Ignoring the issue of 'is marriage that important in the first place?' (something for another discussion), let's go in and look at the price of a wedding. It's interesting that amongst the cost of hosting the wedding itself which can be tens of thousands of dollars in catering, venue hire and decorations, and who knows what else besides; these brides are spending even more money on their 'perfect' dress for the occasion.

Pnina dresses

The dresses on this show don't come cheaply - the lowest price bracket would probably be around one thousand dollars without discount where there isn't a lot of option as to the style you want the dress unless you start getting into the five to ten thousand range and above. Clearly we are dealing in designer fashion here, highly customised dresses that are touted as unique and one of a kind - though not so much so if they come in different sizes (this is usually the case for sample dresses). I hadn't heard of Pnina Tornai until today, but now I have. As for alterations to the gown... that's another whole other cup of tea! Or brick of gold, as it were.

In any case, they say that since it's a special day that only happens once in their lives, the cost is justified. They want to look perfect and feel beautiful and sexy on their wedding day. To choose their dress, they need to love it - to fall in love with it as much as they love their fiancee. To know that this is the ONE. While I understand their sentiment, I don't necessarily share it. What makes the occasion special is not the garment you wear but who you share it with - but each to their own, of course.
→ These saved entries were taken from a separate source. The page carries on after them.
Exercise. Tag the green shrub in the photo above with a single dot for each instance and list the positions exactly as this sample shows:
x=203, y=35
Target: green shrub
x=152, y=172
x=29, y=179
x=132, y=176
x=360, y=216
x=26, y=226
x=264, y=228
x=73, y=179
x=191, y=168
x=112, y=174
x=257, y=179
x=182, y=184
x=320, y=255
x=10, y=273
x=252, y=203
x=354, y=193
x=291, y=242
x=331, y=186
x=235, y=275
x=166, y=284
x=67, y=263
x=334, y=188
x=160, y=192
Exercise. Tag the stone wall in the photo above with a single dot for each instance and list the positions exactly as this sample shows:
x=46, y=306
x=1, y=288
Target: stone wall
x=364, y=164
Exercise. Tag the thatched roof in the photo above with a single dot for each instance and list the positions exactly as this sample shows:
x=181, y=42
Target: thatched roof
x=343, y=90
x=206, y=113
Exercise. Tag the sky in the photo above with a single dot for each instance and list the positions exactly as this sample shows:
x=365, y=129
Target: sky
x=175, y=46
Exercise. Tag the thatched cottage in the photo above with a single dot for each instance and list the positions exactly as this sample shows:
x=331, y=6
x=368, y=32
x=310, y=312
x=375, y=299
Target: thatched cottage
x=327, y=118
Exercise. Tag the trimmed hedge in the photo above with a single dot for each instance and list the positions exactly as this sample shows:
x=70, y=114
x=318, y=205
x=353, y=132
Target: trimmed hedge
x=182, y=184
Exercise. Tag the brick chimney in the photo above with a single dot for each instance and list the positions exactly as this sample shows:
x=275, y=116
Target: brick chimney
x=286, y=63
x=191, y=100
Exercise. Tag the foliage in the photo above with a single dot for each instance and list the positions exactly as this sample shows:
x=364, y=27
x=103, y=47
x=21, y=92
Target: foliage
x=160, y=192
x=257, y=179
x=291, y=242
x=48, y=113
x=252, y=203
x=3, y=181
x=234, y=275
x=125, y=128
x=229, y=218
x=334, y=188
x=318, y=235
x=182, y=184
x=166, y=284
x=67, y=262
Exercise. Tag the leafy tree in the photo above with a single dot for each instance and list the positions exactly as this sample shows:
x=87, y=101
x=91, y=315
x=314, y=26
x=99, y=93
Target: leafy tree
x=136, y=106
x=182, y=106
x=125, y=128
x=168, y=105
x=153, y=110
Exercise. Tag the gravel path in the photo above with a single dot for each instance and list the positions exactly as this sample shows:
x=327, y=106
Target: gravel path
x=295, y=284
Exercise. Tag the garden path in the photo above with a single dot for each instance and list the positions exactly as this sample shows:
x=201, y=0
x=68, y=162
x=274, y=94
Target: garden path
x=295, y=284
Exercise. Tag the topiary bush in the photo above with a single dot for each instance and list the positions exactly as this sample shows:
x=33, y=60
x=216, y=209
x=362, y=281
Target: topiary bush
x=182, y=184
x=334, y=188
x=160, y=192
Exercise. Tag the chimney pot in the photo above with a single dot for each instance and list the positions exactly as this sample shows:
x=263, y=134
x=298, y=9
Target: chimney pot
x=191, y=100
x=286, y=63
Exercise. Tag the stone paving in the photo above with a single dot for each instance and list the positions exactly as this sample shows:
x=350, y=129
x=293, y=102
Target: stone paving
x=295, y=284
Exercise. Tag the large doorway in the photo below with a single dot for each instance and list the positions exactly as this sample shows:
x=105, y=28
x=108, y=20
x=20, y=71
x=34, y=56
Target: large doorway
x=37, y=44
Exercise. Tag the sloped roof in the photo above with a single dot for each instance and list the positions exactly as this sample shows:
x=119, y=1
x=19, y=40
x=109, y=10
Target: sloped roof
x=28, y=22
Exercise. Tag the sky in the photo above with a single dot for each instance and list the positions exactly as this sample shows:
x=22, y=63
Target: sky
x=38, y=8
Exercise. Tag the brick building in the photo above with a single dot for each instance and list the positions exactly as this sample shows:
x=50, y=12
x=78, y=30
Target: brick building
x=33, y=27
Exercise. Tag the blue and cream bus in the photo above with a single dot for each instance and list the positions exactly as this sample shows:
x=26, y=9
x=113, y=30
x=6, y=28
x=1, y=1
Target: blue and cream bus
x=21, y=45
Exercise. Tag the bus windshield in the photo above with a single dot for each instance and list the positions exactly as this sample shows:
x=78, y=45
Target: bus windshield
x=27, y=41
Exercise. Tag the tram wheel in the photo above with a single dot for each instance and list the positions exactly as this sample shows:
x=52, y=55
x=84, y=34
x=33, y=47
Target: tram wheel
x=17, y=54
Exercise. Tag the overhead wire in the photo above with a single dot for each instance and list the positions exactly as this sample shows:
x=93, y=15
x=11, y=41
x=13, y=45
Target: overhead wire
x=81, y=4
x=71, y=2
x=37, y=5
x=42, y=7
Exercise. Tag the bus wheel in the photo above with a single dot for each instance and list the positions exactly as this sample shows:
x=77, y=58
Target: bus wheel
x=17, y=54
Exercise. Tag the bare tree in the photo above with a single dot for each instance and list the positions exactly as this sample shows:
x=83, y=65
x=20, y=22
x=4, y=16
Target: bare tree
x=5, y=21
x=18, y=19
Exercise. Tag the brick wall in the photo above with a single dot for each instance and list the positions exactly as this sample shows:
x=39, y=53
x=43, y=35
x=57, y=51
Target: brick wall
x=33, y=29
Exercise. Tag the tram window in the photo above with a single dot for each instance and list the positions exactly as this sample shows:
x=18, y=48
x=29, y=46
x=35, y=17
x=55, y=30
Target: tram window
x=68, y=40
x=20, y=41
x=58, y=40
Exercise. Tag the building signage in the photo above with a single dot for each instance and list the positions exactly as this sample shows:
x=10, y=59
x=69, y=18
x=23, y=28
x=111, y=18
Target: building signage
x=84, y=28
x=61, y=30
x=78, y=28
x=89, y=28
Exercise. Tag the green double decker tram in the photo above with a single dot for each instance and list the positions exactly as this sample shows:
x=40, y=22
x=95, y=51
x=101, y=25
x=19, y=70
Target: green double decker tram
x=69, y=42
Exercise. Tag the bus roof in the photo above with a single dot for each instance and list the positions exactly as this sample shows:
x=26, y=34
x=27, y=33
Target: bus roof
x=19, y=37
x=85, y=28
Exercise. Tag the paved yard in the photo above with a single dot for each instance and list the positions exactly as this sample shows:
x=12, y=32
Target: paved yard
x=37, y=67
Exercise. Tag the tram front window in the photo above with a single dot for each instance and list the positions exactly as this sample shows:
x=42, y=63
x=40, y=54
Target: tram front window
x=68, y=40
If nothing else, this show has reminded me how I wouldn't particularly want to go through the great fuss a wedding can be. I have to admit though, since I've been in high school, I've been harbouring dreams of a traditional Chinese wedding. While I wouldn't necessarily kill to wear the traditional gown and headdress, I do admire the tradition behind it even for someone who isn't by any means traditional. The thought of carrying on those traditions is somehow attractive, yet such pomp and attention-seeking activity is something I would rather shy away from.

Hatsune Miku Ichigo Shiromuku

If you asked me to picture a wedding dress these days, my image of it now would be greatly Japanese influenced. Although more and more people all over the world are increasingly Westernised in their wedding ceremonies - the bride wears a white dress and the groom wears a tuxedo - I like to hail back to more traditional roots. The outfit the Hatsune Miku Ichigo Shiromuku Nendroid wears is the outfit that comes to my mind when I think bridal - it's a close match to the female traditional Japanese wedding outfit and even has the added element of red not present in that video.
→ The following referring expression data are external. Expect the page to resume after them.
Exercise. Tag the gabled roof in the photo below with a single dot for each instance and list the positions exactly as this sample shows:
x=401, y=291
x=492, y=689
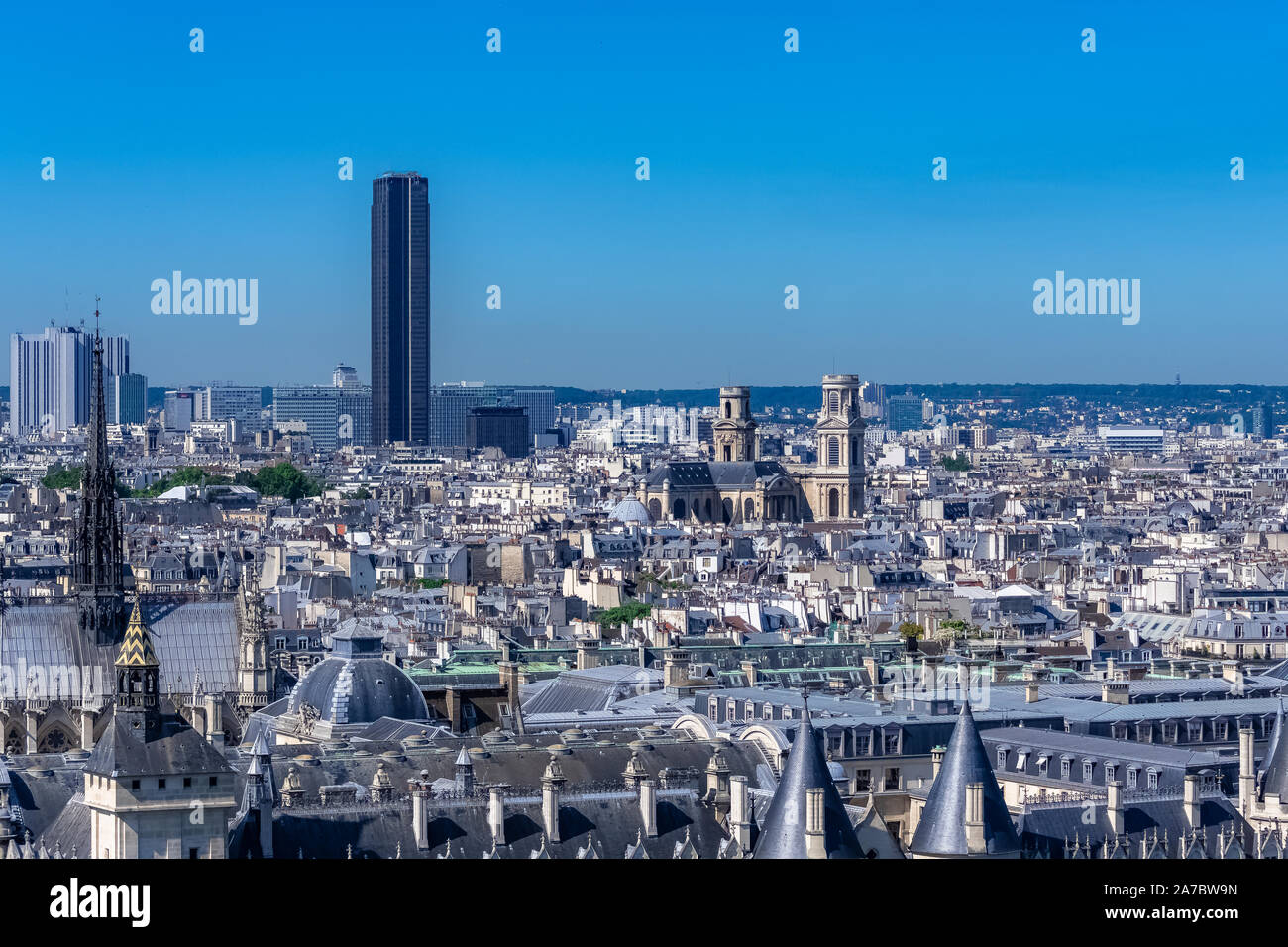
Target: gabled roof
x=782, y=835
x=1274, y=774
x=941, y=830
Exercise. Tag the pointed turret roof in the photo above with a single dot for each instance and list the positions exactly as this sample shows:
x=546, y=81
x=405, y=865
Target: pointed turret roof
x=137, y=648
x=941, y=830
x=784, y=831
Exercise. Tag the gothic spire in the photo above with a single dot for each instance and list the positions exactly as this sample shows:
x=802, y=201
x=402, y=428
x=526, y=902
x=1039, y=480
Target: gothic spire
x=97, y=569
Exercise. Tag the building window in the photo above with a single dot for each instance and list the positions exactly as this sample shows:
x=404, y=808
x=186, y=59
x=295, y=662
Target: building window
x=892, y=780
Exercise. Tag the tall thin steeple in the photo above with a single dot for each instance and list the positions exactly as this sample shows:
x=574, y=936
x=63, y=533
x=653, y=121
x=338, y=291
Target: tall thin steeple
x=97, y=569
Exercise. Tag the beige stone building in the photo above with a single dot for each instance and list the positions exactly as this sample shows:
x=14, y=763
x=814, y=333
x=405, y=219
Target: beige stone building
x=739, y=487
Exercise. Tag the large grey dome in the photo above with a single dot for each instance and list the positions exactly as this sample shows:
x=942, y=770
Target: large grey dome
x=630, y=510
x=356, y=684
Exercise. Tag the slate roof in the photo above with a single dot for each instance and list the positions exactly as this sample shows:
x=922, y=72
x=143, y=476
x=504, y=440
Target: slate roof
x=359, y=689
x=1047, y=827
x=782, y=835
x=171, y=748
x=1273, y=779
x=721, y=474
x=941, y=830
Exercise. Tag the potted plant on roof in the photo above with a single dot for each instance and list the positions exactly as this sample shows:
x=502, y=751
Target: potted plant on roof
x=911, y=633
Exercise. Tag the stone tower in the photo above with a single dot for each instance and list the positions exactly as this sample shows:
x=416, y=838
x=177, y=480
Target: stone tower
x=835, y=488
x=97, y=562
x=734, y=431
x=254, y=671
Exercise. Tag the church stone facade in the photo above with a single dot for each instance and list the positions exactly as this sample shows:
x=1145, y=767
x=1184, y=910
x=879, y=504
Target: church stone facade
x=739, y=487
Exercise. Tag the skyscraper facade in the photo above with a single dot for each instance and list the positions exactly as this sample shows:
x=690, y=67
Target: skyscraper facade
x=127, y=398
x=399, y=308
x=451, y=403
x=905, y=412
x=317, y=406
x=50, y=376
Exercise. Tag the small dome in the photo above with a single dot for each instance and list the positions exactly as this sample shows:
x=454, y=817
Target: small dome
x=356, y=684
x=630, y=510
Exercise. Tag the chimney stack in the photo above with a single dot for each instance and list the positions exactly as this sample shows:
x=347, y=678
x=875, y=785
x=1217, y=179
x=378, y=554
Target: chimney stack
x=975, y=844
x=552, y=784
x=739, y=812
x=214, y=723
x=1116, y=692
x=1193, y=808
x=1115, y=806
x=496, y=812
x=588, y=654
x=648, y=806
x=1247, y=770
x=419, y=789
x=814, y=836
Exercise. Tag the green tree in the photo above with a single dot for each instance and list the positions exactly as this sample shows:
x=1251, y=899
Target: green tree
x=59, y=476
x=625, y=613
x=911, y=629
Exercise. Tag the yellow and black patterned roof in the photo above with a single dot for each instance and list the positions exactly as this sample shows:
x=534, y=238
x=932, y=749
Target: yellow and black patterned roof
x=137, y=648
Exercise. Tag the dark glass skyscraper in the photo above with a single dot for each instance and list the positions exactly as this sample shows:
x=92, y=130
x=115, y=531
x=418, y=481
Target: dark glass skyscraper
x=399, y=308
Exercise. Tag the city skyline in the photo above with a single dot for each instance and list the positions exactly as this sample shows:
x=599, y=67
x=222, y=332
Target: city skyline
x=768, y=169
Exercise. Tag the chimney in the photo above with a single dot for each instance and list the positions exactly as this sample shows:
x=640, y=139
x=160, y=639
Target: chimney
x=214, y=723
x=588, y=654
x=739, y=812
x=552, y=783
x=86, y=728
x=496, y=812
x=648, y=806
x=930, y=674
x=419, y=789
x=1115, y=806
x=975, y=843
x=1116, y=692
x=1192, y=800
x=1247, y=770
x=814, y=836
x=677, y=669
x=936, y=761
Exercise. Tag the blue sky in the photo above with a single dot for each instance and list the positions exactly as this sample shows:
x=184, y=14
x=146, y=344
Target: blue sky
x=768, y=169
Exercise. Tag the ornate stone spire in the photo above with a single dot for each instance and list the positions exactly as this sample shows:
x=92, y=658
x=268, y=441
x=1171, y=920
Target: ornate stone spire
x=97, y=567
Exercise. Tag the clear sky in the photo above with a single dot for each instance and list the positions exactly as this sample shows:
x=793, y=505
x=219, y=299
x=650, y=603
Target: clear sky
x=767, y=169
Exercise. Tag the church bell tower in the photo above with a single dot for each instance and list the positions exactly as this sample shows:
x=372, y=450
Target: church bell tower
x=734, y=431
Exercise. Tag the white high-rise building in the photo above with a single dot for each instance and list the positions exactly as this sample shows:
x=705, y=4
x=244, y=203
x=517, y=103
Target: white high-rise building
x=50, y=377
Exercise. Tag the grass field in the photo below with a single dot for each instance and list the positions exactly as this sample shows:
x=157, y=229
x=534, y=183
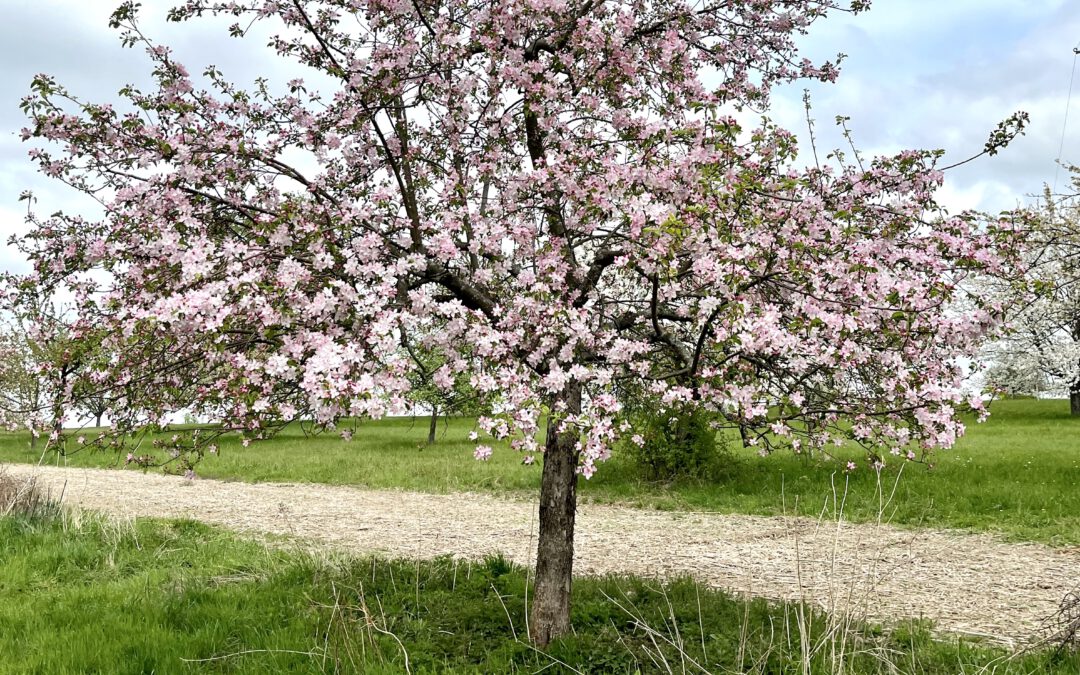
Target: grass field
x=1017, y=474
x=80, y=594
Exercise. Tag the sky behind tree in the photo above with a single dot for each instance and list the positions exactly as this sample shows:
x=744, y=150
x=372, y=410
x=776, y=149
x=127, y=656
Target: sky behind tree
x=918, y=73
I have to admit I don't know much about traditional Japanese wedding ceremonies themselves though, but the simplicity of the Japanese outfit, the similarities of the Japanese outfit with the Chinese outfit (depends which time period!) plus a general liking of Japanese fashion seems to steer me in this direction regardless. I guess that's no real guarantee of this option being cheap either though. Unless you are going to get married at a registry, you are going to encounter a pretty hefty cost one way or another, I suppose.

Still... $11,000 for a dress is still somewhat ridiculous especially when you don't even want to spend $15 on jeans.